I'm following guidance here to reset the external identity for an Azure AD B2B guest account:
I've discovered, and it's reproducible, that the IDs may collide in this scenario:
- Invite a guest account from [email protected]; resulting OID is 11111 (guid)
- Reset redemption status for this account to [email protected]; OID is the same (before actually calling the invitation api with the ResetRedemption flag set true, I'm first patching the user object like this:
var user = new User
{
Id = graphUser.Id,
Mail = graphUser.Mail,
UserPrincipalName = GetAADExtUpnString(graphUser.Mail),
OtherMails = new[] { graphUser.Mail }
};
(I had to update OtherMails because the reset was failing if it didn't include the new email. I had to reset UPN because the 2nd invitation was trying to create a Live account rather than initiating an email token flow, and updating the UPN fixed that. I started resetting the other properties based on the issue I'm describing; the intent was to purge the account of any reference to the original email, for reasons you'll see.)
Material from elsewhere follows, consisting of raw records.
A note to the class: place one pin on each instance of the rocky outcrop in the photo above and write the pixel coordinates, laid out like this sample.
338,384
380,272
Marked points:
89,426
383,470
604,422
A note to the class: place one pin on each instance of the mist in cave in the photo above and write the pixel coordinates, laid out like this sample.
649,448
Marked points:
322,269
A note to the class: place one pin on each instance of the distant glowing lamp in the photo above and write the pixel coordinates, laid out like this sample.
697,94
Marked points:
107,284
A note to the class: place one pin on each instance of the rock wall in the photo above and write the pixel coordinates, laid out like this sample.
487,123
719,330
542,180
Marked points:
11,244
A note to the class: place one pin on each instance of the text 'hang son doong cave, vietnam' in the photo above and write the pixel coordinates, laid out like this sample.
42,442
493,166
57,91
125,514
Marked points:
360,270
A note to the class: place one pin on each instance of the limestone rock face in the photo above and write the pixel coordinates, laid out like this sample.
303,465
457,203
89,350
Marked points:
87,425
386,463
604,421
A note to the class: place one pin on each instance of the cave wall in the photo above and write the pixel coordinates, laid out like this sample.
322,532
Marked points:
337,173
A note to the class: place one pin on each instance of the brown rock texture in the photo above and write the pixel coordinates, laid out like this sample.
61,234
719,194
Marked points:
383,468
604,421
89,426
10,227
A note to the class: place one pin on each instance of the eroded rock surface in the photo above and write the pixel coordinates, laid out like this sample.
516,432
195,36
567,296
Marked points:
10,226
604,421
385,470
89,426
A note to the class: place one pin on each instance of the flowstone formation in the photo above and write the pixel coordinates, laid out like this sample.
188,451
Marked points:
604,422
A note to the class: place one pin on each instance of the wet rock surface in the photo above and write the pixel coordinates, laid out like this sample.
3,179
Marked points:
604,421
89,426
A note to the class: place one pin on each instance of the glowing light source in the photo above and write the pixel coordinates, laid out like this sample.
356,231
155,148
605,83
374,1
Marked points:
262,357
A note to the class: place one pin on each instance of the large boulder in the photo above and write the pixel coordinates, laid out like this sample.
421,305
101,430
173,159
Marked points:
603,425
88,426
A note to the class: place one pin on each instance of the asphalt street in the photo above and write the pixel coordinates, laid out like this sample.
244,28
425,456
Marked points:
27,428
- Confirm that the account has the same ID but is linked to the new email address, and all other properties are updated as well.
- NOW, invite a new user with email [email protected].
- The resulting user object in the invitation response has id 11111 (guid). The object in Graph with that OID (the original object) wasn't updated in any way; the mail attribute, othermails, alias, and UPN all still indicate pointers to [email protected]. But the returned user object from the 2nd invitation is the same OID as the first guest object. There is now one object, with two invitations for two different emails, pointing to it. The object has no (visible) reference to the email from the 2nd invitation (which was yes, the email that was originally on the account).
Is this a bug or am I not holding my mouth right? :) It feels like a caching issue.